For days, British guns hammered the weakest stretch of wall, near where the Anglican cathedral stands today. The final assault began around two in the morning on 3 February. The breach was a killing ground: defenders had stuffed it with hides to slow the attackers, and two bastions poured crossfire into the gap. Captain Renny of the 40th Foot found the opening and was shot dead trying to pass it. Lieutenant Harry Smith of the 95th, a young man on his first campaign who would one day become a famous general, was close behind. The attackers took heavy losses pressing through, and senior British officers fell mortally wounded inside the walls, but the defense could not hold the gap.

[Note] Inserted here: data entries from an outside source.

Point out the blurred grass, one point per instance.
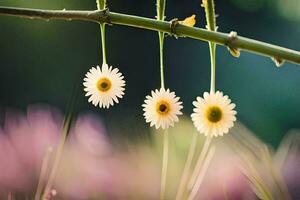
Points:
(42, 61)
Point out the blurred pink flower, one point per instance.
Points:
(24, 143)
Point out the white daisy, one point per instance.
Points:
(162, 108)
(214, 114)
(104, 85)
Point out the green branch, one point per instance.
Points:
(242, 43)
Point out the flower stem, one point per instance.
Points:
(209, 8)
(160, 10)
(102, 28)
(164, 165)
(161, 55)
(187, 167)
(212, 50)
(101, 5)
(242, 43)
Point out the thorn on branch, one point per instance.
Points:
(174, 22)
(231, 44)
(104, 16)
(278, 61)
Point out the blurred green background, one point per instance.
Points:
(42, 62)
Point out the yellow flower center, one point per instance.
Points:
(163, 107)
(103, 84)
(214, 114)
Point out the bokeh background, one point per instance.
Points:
(44, 62)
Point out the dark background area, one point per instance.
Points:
(42, 62)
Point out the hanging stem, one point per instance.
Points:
(212, 50)
(102, 28)
(187, 167)
(164, 165)
(160, 10)
(101, 5)
(161, 55)
(209, 8)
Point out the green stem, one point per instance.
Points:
(160, 9)
(161, 55)
(101, 5)
(209, 8)
(97, 16)
(212, 50)
(102, 28)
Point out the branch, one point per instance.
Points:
(276, 52)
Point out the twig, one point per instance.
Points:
(240, 42)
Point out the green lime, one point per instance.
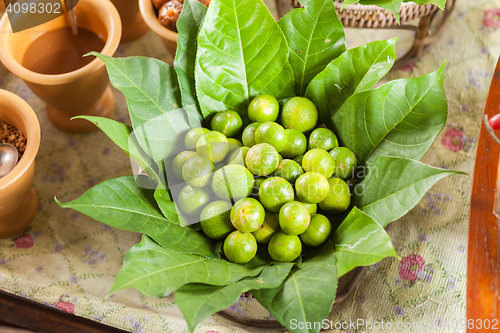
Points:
(299, 113)
(274, 192)
(228, 123)
(271, 133)
(262, 159)
(338, 198)
(318, 231)
(232, 182)
(294, 218)
(179, 160)
(248, 136)
(240, 247)
(288, 169)
(318, 160)
(323, 138)
(296, 143)
(312, 187)
(345, 162)
(247, 215)
(284, 247)
(193, 135)
(263, 108)
(215, 219)
(268, 229)
(192, 199)
(197, 171)
(238, 156)
(213, 146)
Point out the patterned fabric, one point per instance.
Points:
(69, 261)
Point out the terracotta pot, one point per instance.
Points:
(133, 26)
(168, 37)
(18, 199)
(85, 91)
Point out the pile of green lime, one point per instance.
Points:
(275, 182)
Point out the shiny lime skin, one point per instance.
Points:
(232, 182)
(247, 215)
(197, 171)
(268, 229)
(312, 187)
(323, 138)
(294, 218)
(215, 219)
(263, 108)
(299, 113)
(248, 136)
(191, 200)
(179, 160)
(228, 123)
(296, 143)
(274, 192)
(193, 135)
(318, 231)
(284, 247)
(271, 133)
(288, 169)
(345, 162)
(240, 247)
(318, 160)
(262, 159)
(338, 198)
(213, 145)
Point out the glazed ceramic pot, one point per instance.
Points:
(168, 37)
(133, 26)
(85, 91)
(18, 199)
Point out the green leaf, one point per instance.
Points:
(308, 293)
(241, 53)
(360, 241)
(188, 25)
(123, 136)
(356, 70)
(157, 271)
(198, 301)
(315, 36)
(122, 204)
(152, 92)
(395, 185)
(400, 118)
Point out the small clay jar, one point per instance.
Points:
(85, 91)
(168, 37)
(18, 199)
(133, 26)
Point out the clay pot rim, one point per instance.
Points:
(111, 20)
(32, 134)
(148, 14)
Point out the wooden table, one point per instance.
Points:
(483, 267)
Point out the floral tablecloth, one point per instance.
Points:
(69, 261)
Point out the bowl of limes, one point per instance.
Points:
(268, 161)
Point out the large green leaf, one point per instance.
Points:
(360, 241)
(122, 204)
(395, 185)
(400, 118)
(308, 293)
(315, 37)
(157, 271)
(188, 25)
(241, 53)
(356, 70)
(152, 92)
(198, 301)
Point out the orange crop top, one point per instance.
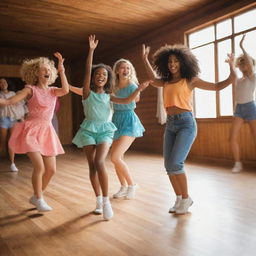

Montevideo did not fall quietly. On the far side of the peninsula, the 87th Foot grew impatient waiting at the San Pedro gate; hearing the fighting inside, they scaled the wall and struck the defenders from behind, capturing a flag still kept today in a regimental museum in Northern Ireland. Defending the breach itself were men under Hipolite Mordeille, a French privateer whose corps, in Auchmuty's own words, was "very nearly annihilated" in the fight. Mordeille was killed. The Spanish governor, Ruiz Huidobro, surrendered around five in the morning. Even in victory, Auchmuty praised those who had "defended the town and citadel of Monte Video with great spirit," an acknowledgment that the city's defenders had sold it dearly.
The British occupation lasted only until September 1807. A second thrust against Buenos Aires failed disastrously that July, and under the terms of surrender the redcoats withdrew from the River Plate entirely, leaving Spanish South America to its own approaching revolutions. The invaders carried home battle honors; four British regiments were awarded the name "Monte Video," passed down through their successor units. Uruguay carried home something subtler. The episode left the old city marked with names like Ciudadela, for the long-dismantled citadel, and Brecha, for the wound in the wall. Walk Ciudad Vieja today and the colonial fortress is gone, but its outline survives in the street signs, and the breach has never quite healed over in the city's memory.
The 1807 siege unfolded across the Ciudad Vieja peninsula at roughly 34.91 degrees south, 56.20 degrees west, where Montevideo's walled old city juts into the Bay of Montevideo at the mouth of the Río de la Plata. From the air the peninsula and its sheltered bay are unmistakable, the historic grid hemmed by water on three sides, the port on the bay side and the open estuary beyond. Carrasco International Airport (ICAO: SUMU) lies about 20 km east along the coast; Ángel S. Adami Airport (ICAO: SUAA) sits inland to the northwest. The flat terrain and broad estuary make for excellent visibility on clear days, with the old city's spires and the Cerro de Montevideo across the bay as the principal landmarks.